The tradition of hospitality carried its way into the early church years and evidenced by continued discussion about its practice. In the Didache (Did 11f.) travelling evangelists are said to have special privilege in receiving hospitality (Elliott 1986). The travelling preacher is to be given food enough to reach the next night’s lodgings and that if he asks for money he is a false prophet (Carson 1994). In Early Christian Hospitality D.W. Riddle uses the word “charming when describing the hospitality of the early church. In a reference to patristic sources he notes,

These examples of hospitality suggest that the custom may account for a notable phenomenon of those days: the acceptance of the traveling preacher’s message by entire households…. that the primitive churches were house-churches is a detail of this, and an aspect of early Christian hospitality…. This brings the student directly to the social processes in Christianity’s expansion.
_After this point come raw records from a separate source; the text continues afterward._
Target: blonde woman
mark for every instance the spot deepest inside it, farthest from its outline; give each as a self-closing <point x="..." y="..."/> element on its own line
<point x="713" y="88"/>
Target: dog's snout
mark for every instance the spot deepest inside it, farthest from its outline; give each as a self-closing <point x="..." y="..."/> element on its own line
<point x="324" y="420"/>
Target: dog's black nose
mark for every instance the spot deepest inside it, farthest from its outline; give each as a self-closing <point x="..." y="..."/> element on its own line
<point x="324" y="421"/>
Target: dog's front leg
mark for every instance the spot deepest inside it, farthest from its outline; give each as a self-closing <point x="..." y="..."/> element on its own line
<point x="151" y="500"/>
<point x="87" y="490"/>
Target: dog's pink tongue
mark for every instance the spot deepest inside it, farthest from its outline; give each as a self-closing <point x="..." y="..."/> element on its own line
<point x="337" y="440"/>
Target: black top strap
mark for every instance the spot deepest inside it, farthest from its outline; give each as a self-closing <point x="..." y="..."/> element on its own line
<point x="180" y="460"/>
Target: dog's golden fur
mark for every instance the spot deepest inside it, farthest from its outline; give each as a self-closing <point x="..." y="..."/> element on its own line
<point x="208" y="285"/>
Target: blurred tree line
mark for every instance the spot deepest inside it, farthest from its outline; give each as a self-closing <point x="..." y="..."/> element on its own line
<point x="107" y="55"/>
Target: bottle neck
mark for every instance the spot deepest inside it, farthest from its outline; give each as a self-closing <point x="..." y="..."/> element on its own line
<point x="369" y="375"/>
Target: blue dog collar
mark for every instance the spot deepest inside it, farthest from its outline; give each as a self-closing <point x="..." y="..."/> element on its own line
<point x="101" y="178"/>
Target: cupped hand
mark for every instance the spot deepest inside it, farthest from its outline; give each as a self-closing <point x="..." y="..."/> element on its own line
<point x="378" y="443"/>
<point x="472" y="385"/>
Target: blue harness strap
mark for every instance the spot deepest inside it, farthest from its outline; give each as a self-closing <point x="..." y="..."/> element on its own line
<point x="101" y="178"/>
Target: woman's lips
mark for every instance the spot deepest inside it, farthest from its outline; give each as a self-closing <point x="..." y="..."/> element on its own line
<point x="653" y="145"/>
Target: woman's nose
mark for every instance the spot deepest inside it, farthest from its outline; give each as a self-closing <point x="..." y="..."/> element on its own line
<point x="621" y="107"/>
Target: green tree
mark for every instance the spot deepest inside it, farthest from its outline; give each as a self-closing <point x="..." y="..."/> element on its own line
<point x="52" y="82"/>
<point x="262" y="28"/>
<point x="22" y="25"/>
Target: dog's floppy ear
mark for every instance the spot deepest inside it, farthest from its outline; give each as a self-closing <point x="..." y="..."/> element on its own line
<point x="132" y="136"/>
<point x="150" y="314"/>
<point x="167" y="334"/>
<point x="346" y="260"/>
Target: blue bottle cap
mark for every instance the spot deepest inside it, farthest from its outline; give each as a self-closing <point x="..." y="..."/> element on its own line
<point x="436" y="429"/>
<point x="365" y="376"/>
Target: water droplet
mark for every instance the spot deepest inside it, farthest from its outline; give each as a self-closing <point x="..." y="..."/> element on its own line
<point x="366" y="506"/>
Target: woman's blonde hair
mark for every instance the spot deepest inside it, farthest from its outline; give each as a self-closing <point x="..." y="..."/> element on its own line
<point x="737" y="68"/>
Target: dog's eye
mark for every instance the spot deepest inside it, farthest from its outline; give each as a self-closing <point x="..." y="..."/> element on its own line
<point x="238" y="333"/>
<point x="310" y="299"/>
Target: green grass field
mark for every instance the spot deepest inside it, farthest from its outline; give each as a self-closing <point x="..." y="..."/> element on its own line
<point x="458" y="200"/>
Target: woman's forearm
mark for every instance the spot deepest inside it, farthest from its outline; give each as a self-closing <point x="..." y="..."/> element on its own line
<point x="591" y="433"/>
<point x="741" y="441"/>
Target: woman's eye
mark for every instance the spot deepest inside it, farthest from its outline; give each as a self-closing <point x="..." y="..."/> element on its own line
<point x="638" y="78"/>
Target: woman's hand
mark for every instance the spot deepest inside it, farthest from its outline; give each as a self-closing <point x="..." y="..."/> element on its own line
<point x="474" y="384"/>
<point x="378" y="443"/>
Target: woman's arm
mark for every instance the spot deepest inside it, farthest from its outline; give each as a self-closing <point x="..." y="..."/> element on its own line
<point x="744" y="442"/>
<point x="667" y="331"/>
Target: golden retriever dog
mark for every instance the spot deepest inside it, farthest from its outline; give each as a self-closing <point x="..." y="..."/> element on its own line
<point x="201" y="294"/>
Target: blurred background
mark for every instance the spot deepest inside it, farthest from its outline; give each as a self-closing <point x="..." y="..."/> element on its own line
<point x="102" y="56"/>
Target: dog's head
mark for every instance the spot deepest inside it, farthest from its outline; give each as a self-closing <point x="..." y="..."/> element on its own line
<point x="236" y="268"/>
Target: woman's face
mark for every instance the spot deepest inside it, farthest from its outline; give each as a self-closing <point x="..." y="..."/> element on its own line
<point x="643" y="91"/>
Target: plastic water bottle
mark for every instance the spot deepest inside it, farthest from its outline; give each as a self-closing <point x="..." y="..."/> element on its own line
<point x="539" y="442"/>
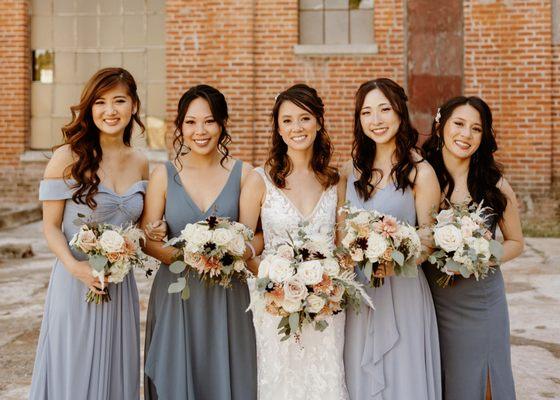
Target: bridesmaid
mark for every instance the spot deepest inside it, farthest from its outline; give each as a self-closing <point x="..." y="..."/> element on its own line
<point x="202" y="348"/>
<point x="472" y="316"/>
<point x="392" y="352"/>
<point x="89" y="351"/>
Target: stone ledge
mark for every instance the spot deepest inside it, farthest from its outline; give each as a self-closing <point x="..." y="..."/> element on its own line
<point x="335" y="49"/>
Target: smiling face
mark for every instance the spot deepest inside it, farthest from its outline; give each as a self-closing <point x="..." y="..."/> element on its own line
<point x="201" y="132"/>
<point x="462" y="132"/>
<point x="380" y="122"/>
<point x="297" y="126"/>
<point x="113" y="110"/>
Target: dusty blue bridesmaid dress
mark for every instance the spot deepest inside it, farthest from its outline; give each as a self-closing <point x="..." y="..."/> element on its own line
<point x="473" y="326"/>
<point x="392" y="352"/>
<point x="89" y="351"/>
<point x="202" y="348"/>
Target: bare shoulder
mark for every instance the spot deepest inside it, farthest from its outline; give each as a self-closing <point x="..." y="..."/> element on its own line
<point x="58" y="165"/>
<point x="246" y="169"/>
<point x="346" y="169"/>
<point x="506" y="188"/>
<point x="424" y="171"/>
One of them was early Christian hospitality. In it one sees an ultimate medium of Christianity’s growth. (Riddle 1938)

These early Christians saw themselves as resident aliens. Though they knew much of the surrounding culture they realized that they were different. Referencing the Letter to Diognetus, Husbands and Green in Ancient Faith for the Church’s Future paints the picture that for the early Christians every place was and was not their home or it could be said that every foreign land for them was their Fatherland, yet every Fatherland was a foreign land (Husbands and Greenman 2008). Jerome in more heart felt terms wrote that believers should “let the poor men and strangers be acquainted with your modest table, and with them Christ shall be your guest.” (Jerome)

Next: Hospitality, Part 3


[1] It is worth noting here that the life-change in Zaccheus does not result in him picking up and leaving to go with Jesus. He is left there in his “place” to tell the story of what has happened to him and his family and to show hospitality as it has been shown to him.